Maddie eased back into her pillow. Her breathing was still shallow, but no longer the frantic, choppy breaths of before. Jeremiah made some notes and handed a paper to the attending nurse. He looked back at Maddie, but she was asleep with her head turned sideways on the pillow, and she was smiling.

He looked up and saw Elaine standing there. He blushed and motioned Grandmother Tillman and Elaine out of the room. The three of them went to the visitors lounge at the end of the hall, and Jeremiah lit a cigarette. He flung himself wearily into one of the chairs.

“That was the sweetest thing I’ve ever seen a human being do for another,” Elaine said. “I know what it meant for you to say those things.”

He sucked hard on the cigarette and held the smoke for a long time before letting it out. He turned to Grandmother Tillman. “I tried so hard to save him that day.” The pain and failure in his voice were amplified by the almost four decades it had taken to come out.

Grandmother Tillman bit her lip, not knowing what to say. Elaine stood behind him with her hands on his shoulders.

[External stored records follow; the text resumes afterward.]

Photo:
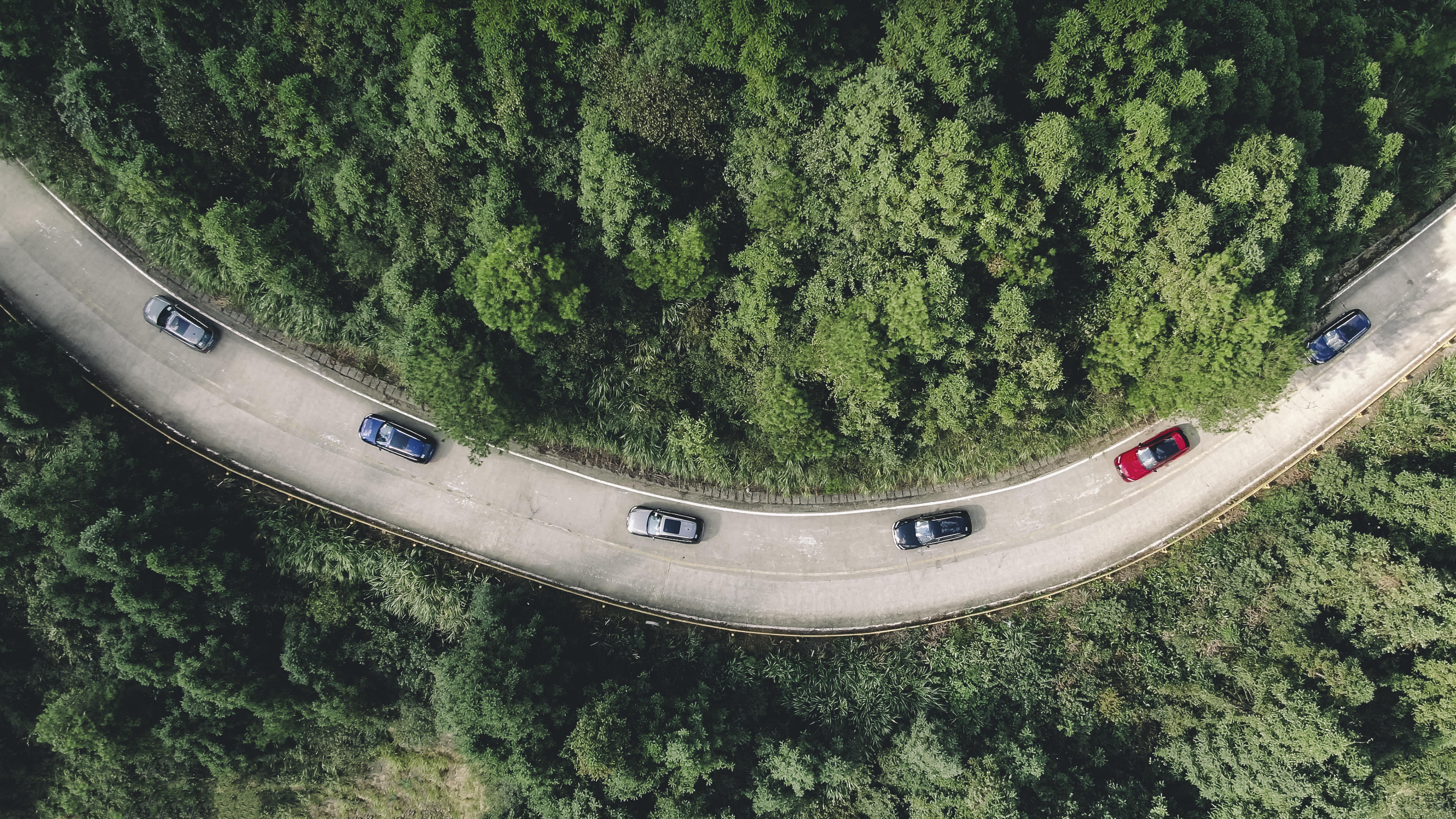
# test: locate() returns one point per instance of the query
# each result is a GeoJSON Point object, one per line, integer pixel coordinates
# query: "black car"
{"type": "Point", "coordinates": [394, 438]}
{"type": "Point", "coordinates": [1340, 334]}
{"type": "Point", "coordinates": [178, 321]}
{"type": "Point", "coordinates": [937, 528]}
{"type": "Point", "coordinates": [666, 525]}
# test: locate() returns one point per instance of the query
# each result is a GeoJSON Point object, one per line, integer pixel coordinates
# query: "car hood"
{"type": "Point", "coordinates": [1130, 467]}
{"type": "Point", "coordinates": [905, 534]}
{"type": "Point", "coordinates": [637, 521]}
{"type": "Point", "coordinates": [369, 427]}
{"type": "Point", "coordinates": [1321, 352]}
{"type": "Point", "coordinates": [676, 527]}
{"type": "Point", "coordinates": [409, 443]}
{"type": "Point", "coordinates": [155, 307]}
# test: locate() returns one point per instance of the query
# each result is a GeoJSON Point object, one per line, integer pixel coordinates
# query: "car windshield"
{"type": "Point", "coordinates": [184, 328]}
{"type": "Point", "coordinates": [1148, 458]}
{"type": "Point", "coordinates": [1164, 449]}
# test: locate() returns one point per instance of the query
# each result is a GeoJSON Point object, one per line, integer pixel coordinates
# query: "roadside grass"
{"type": "Point", "coordinates": [395, 785]}
{"type": "Point", "coordinates": [733, 464]}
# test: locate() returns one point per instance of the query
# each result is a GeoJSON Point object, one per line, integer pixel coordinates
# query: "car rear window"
{"type": "Point", "coordinates": [184, 328]}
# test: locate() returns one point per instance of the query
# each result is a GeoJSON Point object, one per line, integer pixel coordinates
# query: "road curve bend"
{"type": "Point", "coordinates": [777, 569]}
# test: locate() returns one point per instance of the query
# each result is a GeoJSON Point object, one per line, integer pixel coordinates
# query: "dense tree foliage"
{"type": "Point", "coordinates": [801, 244]}
{"type": "Point", "coordinates": [165, 630]}
{"type": "Point", "coordinates": [174, 640]}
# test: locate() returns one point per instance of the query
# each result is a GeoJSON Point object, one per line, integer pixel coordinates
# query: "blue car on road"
{"type": "Point", "coordinates": [394, 438]}
{"type": "Point", "coordinates": [1340, 334]}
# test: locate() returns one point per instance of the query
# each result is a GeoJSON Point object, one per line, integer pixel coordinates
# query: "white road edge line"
{"type": "Point", "coordinates": [244, 336]}
{"type": "Point", "coordinates": [371, 398]}
{"type": "Point", "coordinates": [1369, 270]}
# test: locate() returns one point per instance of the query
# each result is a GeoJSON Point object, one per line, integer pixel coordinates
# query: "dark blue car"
{"type": "Point", "coordinates": [927, 530]}
{"type": "Point", "coordinates": [394, 438]}
{"type": "Point", "coordinates": [1340, 334]}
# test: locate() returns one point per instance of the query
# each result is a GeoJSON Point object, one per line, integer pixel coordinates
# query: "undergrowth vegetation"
{"type": "Point", "coordinates": [177, 646]}
{"type": "Point", "coordinates": [804, 245]}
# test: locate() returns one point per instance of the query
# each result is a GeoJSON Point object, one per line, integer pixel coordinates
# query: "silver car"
{"type": "Point", "coordinates": [666, 525]}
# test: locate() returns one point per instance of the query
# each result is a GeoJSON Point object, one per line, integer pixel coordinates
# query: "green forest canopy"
{"type": "Point", "coordinates": [174, 646]}
{"type": "Point", "coordinates": [794, 242]}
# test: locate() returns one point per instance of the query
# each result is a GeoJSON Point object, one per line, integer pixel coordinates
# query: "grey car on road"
{"type": "Point", "coordinates": [179, 322]}
{"type": "Point", "coordinates": [664, 525]}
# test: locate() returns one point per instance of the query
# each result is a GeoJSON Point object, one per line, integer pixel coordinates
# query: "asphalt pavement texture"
{"type": "Point", "coordinates": [785, 569]}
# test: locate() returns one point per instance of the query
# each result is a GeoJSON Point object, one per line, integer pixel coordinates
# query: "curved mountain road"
{"type": "Point", "coordinates": [780, 569]}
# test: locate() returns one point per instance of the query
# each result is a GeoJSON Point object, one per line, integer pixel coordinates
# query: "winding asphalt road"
{"type": "Point", "coordinates": [785, 569]}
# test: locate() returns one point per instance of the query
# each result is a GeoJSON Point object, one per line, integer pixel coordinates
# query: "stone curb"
{"type": "Point", "coordinates": [379, 390]}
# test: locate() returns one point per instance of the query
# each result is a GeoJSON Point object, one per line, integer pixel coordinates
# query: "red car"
{"type": "Point", "coordinates": [1152, 454]}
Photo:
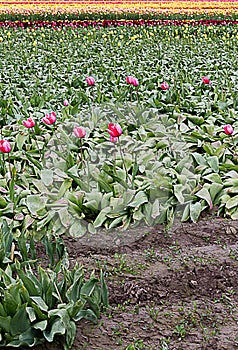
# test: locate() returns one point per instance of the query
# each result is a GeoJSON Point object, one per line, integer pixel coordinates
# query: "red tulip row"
{"type": "Point", "coordinates": [116, 23]}
{"type": "Point", "coordinates": [114, 130]}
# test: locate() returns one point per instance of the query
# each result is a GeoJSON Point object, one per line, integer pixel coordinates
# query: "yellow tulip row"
{"type": "Point", "coordinates": [13, 6]}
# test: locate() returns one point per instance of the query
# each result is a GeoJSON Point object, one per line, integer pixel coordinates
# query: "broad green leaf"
{"type": "Point", "coordinates": [139, 199]}
{"type": "Point", "coordinates": [178, 189]}
{"type": "Point", "coordinates": [232, 202]}
{"type": "Point", "coordinates": [195, 211]}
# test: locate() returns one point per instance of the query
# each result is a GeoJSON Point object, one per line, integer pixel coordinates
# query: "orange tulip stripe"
{"type": "Point", "coordinates": [141, 7]}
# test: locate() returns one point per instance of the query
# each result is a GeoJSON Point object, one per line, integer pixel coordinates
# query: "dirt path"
{"type": "Point", "coordinates": [168, 290]}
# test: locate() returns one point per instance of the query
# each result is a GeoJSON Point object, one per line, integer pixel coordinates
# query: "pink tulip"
{"type": "Point", "coordinates": [29, 123]}
{"type": "Point", "coordinates": [130, 79]}
{"type": "Point", "coordinates": [113, 139]}
{"type": "Point", "coordinates": [228, 129]}
{"type": "Point", "coordinates": [49, 118]}
{"type": "Point", "coordinates": [90, 81]}
{"type": "Point", "coordinates": [135, 82]}
{"type": "Point", "coordinates": [79, 132]}
{"type": "Point", "coordinates": [205, 80]}
{"type": "Point", "coordinates": [114, 130]}
{"type": "Point", "coordinates": [164, 86]}
{"type": "Point", "coordinates": [5, 146]}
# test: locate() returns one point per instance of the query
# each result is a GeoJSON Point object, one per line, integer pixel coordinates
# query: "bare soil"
{"type": "Point", "coordinates": [168, 289]}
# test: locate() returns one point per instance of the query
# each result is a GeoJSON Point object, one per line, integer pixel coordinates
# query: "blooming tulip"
{"type": "Point", "coordinates": [135, 82]}
{"type": "Point", "coordinates": [5, 146]}
{"type": "Point", "coordinates": [114, 130]}
{"type": "Point", "coordinates": [79, 132]}
{"type": "Point", "coordinates": [90, 81]}
{"type": "Point", "coordinates": [228, 129]}
{"type": "Point", "coordinates": [29, 123]}
{"type": "Point", "coordinates": [129, 79]}
{"type": "Point", "coordinates": [205, 80]}
{"type": "Point", "coordinates": [49, 118]}
{"type": "Point", "coordinates": [164, 86]}
{"type": "Point", "coordinates": [113, 139]}
{"type": "Point", "coordinates": [132, 81]}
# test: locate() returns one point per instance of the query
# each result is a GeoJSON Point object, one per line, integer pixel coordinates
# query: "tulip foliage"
{"type": "Point", "coordinates": [112, 127]}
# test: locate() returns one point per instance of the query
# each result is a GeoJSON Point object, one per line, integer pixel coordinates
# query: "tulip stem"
{"type": "Point", "coordinates": [122, 158]}
{"type": "Point", "coordinates": [37, 145]}
{"type": "Point", "coordinates": [9, 164]}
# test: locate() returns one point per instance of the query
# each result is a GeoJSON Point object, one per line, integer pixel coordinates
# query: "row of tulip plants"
{"type": "Point", "coordinates": [113, 9]}
{"type": "Point", "coordinates": [112, 127]}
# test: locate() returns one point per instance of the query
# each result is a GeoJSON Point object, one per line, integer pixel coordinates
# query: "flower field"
{"type": "Point", "coordinates": [114, 115]}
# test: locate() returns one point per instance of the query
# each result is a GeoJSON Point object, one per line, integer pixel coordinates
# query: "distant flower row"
{"type": "Point", "coordinates": [115, 23]}
{"type": "Point", "coordinates": [117, 6]}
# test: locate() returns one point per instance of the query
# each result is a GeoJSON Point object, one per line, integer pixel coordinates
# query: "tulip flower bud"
{"type": "Point", "coordinates": [90, 81]}
{"type": "Point", "coordinates": [228, 129]}
{"type": "Point", "coordinates": [79, 132]}
{"type": "Point", "coordinates": [5, 146]}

“I prayed that day like only a innocent young boy could. I knew if I had faith, that faith would be rewarded, and the two of us would come out of that hole alive, me pulling and Mr. Tillman hanging onto my legs, like I was some angel of the Lord lifting Daniel out of the lion’s den.” He stared at the floor and pushed his hand back through his hair.

“Even with the water pouring all around us and both of us pumped with adrenaline and faith, we couldn’t free him. Even so, I had faith and I wouldn’t give up. I wouldn’t quit believing. I would’ve died that day, believing we were both going to get out.”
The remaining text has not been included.